Na visita do 2º ano, apetrechámo-nos com pás e picaretas, íamos desbravar as terras para o lado do Poço Barreto, na esperança de encontramos achados arqueológicos das nossas origens (não me lembro se seriam romanas ou árabes). Fizemos todo o caminho a pé, quando chegámos a uma encosta bravia, já próxima da passagem de nível, esboçamos alguns gestos para desbravar o solo, que estava bastante duro. O calor era muito e já estávamos cansados. Aí aprendi que o professor, por ser menos jovem do que nós, ainda estava mais cansado e ficou com falta de ar, numa grande aflição. O que lhe valeu foi a bomba de ar, sua fiel companheira e a boleia que apanhou à beira da estrada num carro, que naquele tempo era rara. Acabou a visita de estudo naquele momento: O pior é que tivemos de fazer o percurso de regresso com as ferramentas às costas e tivemos de as devolver. Aqui aprendi que o professor não sabia muito bem em que alhada se estava a meter… aquela falta de ar acontecia muitas vezes nas aulas quando se irritava (o que mais o chateava era falarem mal do Sporting…).
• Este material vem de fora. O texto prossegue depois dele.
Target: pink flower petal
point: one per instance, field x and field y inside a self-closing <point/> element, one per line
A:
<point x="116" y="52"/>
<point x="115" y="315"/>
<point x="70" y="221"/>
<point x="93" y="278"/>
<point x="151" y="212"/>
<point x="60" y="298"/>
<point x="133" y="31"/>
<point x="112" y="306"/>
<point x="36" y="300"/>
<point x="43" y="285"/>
Os finalistas tinham outros privilégios que eram vedados aos outros alunos…

Por fim já no ano letivo de 1964/965, ano de finalista, numa turma mista, juntaram-se os dois professores com os quais mais visitas de estudo terei feito. Esta visita, provavelmente, teria como objetivo, descobrir onde os mouros saíam, do outro lado do rio, onde eram “exterminados”. Pois a visita foi na Horta de Mata Mouros. Nada mais enganador. A visita de estudo destinava-se a fazer um piquenique em franco convívio (meninas, meninos e professores). Só me lembro que da ementa constava leitão assado e uns garrafões de vinho. Eu apenas comi umas laranjas apanhadas na horta e bebi uns copos de vinho, demasiados, porque fiquei muito alegre. Aqui aprendi que o convívio entre géneros poderia ser aceite em determinadas condições, que não gostava de leitão e que também se podia apanhar uma bebedeira numa visita de estudo (foto de abertura).

As visitas de estudo, eram sempre coisas boas, que todos os alunos gostavam. Era um dia onde dávamos descanso às aulas e isso era o melhor que nos podia acontecer.